27 de agosto de 2012

Que boas, as novelas do Plim Plim! (Parte 1)

Fizeram um remake da "Gabriela", uma novela de grande sucesso da Rede Globo e a primeira a ser exportada e vista pelo público português. Trazia uma linguagem nova a um país vergado pelo Estado Novo. A personagem principal era jovem e transbordava sensualidade. Dizem que foi um sucesso estrondoso em Portugal. Dizem que parou o país.

Nessa época, eu ainda não tinha vindo ao mundo, mas desde que me conheço por gente que me recordo de ver as telenovelas brasileiras da Rede Globo. A estação do "Plim Plim" tinha os melhores autores, os melhores actores e os maiores recursos técnicos da teledramaturgia brasileira, o que se traduzia em fenomenais recordes de audiências.

A RTP começou a transmitir as novelas da estação do "Plim Plim" e a vida de milhares de portugas nunca mais foi a mesma (incluindo a minha!)

Roque Santeiro (1985)


Autoria: Dias Gomes 
Co-autoria: Aguinaldo Silva 
Colaboração: Marcílio Moraes e Joaquim Assis 
Direção: Paulo Ubiratan, Jayme Monjardim, Gonzaga Blota e Marcos Paulo 
Direção geral: Paulo Ubiratan 

A minha primeira recordação de uma novela brasileira da Rede Globo foi a personagem Sinhozinho Malta (Lima Duarte) e o seu famoso chocalhar de pulseiras, enquanto dizia: “Tô certo ou tô errado?”
Mais memórias não tenho, mas descobri muitos anos depois, que se baseava numa obra de Dias Gomes, intitulada O Berço do Herói. A novela era uma poderosa sátira política e social (censurada pela ditadura militar) e, para muitos críticos de televisão e noveleiros convictos, a obra-prima da teledramaturgia brasileira de qualquer estação.

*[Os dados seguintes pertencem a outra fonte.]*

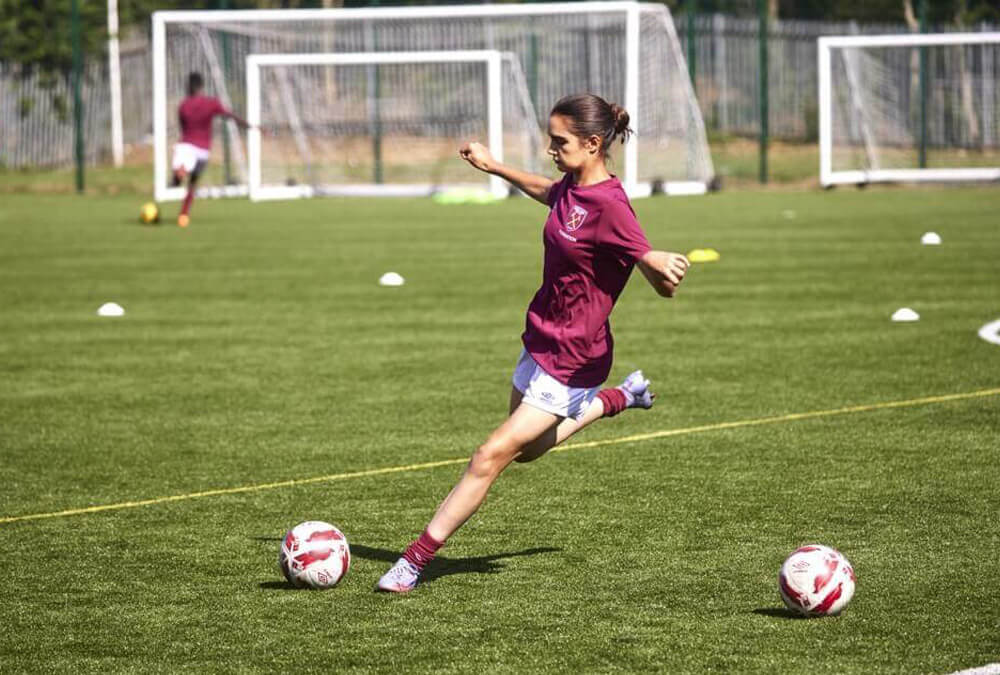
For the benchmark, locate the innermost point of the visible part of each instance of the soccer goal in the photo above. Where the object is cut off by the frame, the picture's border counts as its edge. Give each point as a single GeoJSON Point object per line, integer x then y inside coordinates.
{"type": "Point", "coordinates": [627, 52]}
{"type": "Point", "coordinates": [907, 108]}
{"type": "Point", "coordinates": [384, 123]}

Com aquela novela, inaugurou-se uma 'receita' de sucesso: uma mistura inteligente de sátira social, numa cidadezinha do interior que serve como um microcosmos do Brasil, apimentada com a comédia de personagens caricatas e o uso q.b. do realismo mágico. Aguinaldo Silva escreveu outras novelas de grande sucesso com esta mesma 'receita'.

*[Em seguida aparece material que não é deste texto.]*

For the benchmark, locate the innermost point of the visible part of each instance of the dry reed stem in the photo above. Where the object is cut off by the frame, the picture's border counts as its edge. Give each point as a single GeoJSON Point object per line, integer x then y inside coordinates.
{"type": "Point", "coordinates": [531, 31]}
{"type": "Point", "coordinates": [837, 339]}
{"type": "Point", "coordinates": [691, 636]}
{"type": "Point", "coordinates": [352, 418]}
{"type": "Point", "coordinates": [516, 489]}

Na minha memória de criança, ficou o Sinhozinho Malta e o imenso fascínio pelas interpretações do Lima Duarte.

Tieta (1989)


Autoria: Aguinaldo Silva, Ana Maria Moretzsohn e Ricardo Linhares 
Direção: Reynaldo Boury e Luiz Fernando Carvalho 
Direção geral: Paulo Ubiratan 

Ai, a Tieta!... Ainda me lembro da crueldade do seu pai, o Zé Esteves (Sebastião Vasconcellos) quando espulsou a filha Tieta (Claudia Ohana/Betty Faria) da cidade de Santana do Agreste. A "cabrita" prometeu vingança e, após muitos anos fora, voltou rica e pronta para fazer justiça. Lembro-me dos permanentes confrontos dela com a sua irmã Pertpétua (Joana Fomm). A irmã mais velha malvada era a viúva do major, vestia-se sempre de preto, andava com um guarda-chuva para todo o lado e era uma beata muito pecadora. Foi ela que denunciou a irmã caçula para o pai e fez com que ela fosse espulsa da cidade. A Joana Fomm fez um papelão de bater palmas de pé e, até hoje, o seu sotaque peculiar não me saiu da memória. Também a personagem da Dona Milu (Míriam Pires) me ficou na memória pelo seu inesquecível bordão: quando algo de estranho acontecia, ela dizia "Mistéééério..." E a caixinha da Perpétua, o que será que continha? E quem era a "mulher de branco", que atacava os homens da cidade? Lembro-me da 'assombração', mas não da sua identidade...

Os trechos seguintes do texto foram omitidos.